I enjoy Mother Nature Network. I scan the articles, peruse the photo collections, compare the graphics, and more. Sometimes I see inspiration for changes in my own life. My family and I tend more toward the locavore than the globavore, as illustrated in this graphic. I do buy organic and free trade coffee from outside the local range – it doesn’t grow here – but I like to buy it from small grocers or local delis whenever I can. We grow quite a few vegetables in the backyard, and we buy a lot of produce from the downtown farmers’ markets. All of this improves the quality of our diet and our carbon footprint.
The piece I saw this week was a list of questions to help make purchasing decisions. Instead of mindless consumerism and buy-buy-buy, asking these questions can point a consumer in a different direction. My friend Green Girl commented that “No one leaves the Farmers’ Market with buyer’s remorse,” and I agree. But regular stores? That kind of remorse is more likely. Check out the list below.
1. Is this purchase something I need? Need, not want. There’s a difference.
Do I already own something that will serve the same purpose? Example: clothing. I don’t need a new pair of jeans. I need to wear out the jeans I already own. I’ll let you go on, readers, without my interjections.
3. Can I borrow one instead of buying new?
4. Can I make something that will serve the same purpose?
5. Can I buy a used one?
6. Would someone be willing to split the cost and share this with me?

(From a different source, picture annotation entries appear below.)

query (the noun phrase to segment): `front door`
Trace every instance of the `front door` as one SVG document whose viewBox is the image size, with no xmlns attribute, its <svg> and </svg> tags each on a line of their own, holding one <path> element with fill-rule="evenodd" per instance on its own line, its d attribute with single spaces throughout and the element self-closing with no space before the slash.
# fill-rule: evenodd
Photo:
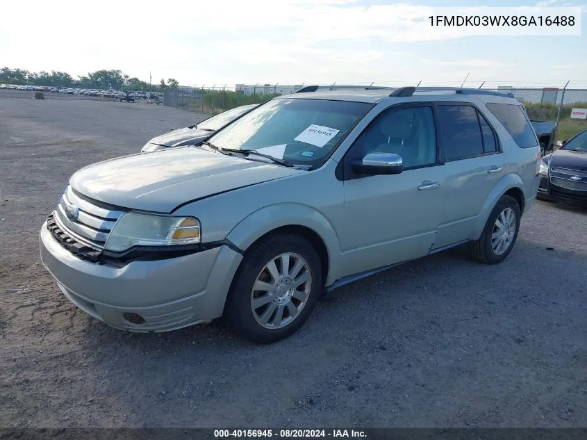
<svg viewBox="0 0 587 440">
<path fill-rule="evenodd" d="M 394 106 L 365 129 L 343 159 L 344 215 L 340 241 L 345 275 L 414 259 L 434 243 L 444 184 L 436 163 L 432 107 Z M 365 175 L 348 163 L 372 152 L 395 153 L 404 171 Z"/>
</svg>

7. Can I buy or commission one made locally?
8. Can I buy one that was made with environmentally responsible materials?
9. Can I buy one that serves more than one purpose?
10. Can I get something human powered instead of gas or electric?
11. Can I compost or recycle it when I’m done with it?
12. What is the impact on the environment of the full life cycle of it?
13. Does the manufacture or disposal of it damage the environment?
If the answers to these questions still suggest making a purchase, the buyers will know that their money will go toward valuing our environment rather than spoiling or damaging the natural world. I wonder – if I copied this list into my tiny purse notebook, could I avoid spending money unnecessarily? Probably. Could I make a more positive impact or at least a lesser impact on my home planet? Likely. I tell myself that I limit my consumption in a lot of ways. This list reminds me that I can do better.
Readers, which question is the hardest to answer? For me it’s number 13. I find it difficult to do the research involved in answering questions about the manufacture or disposal of commercial items. How about you?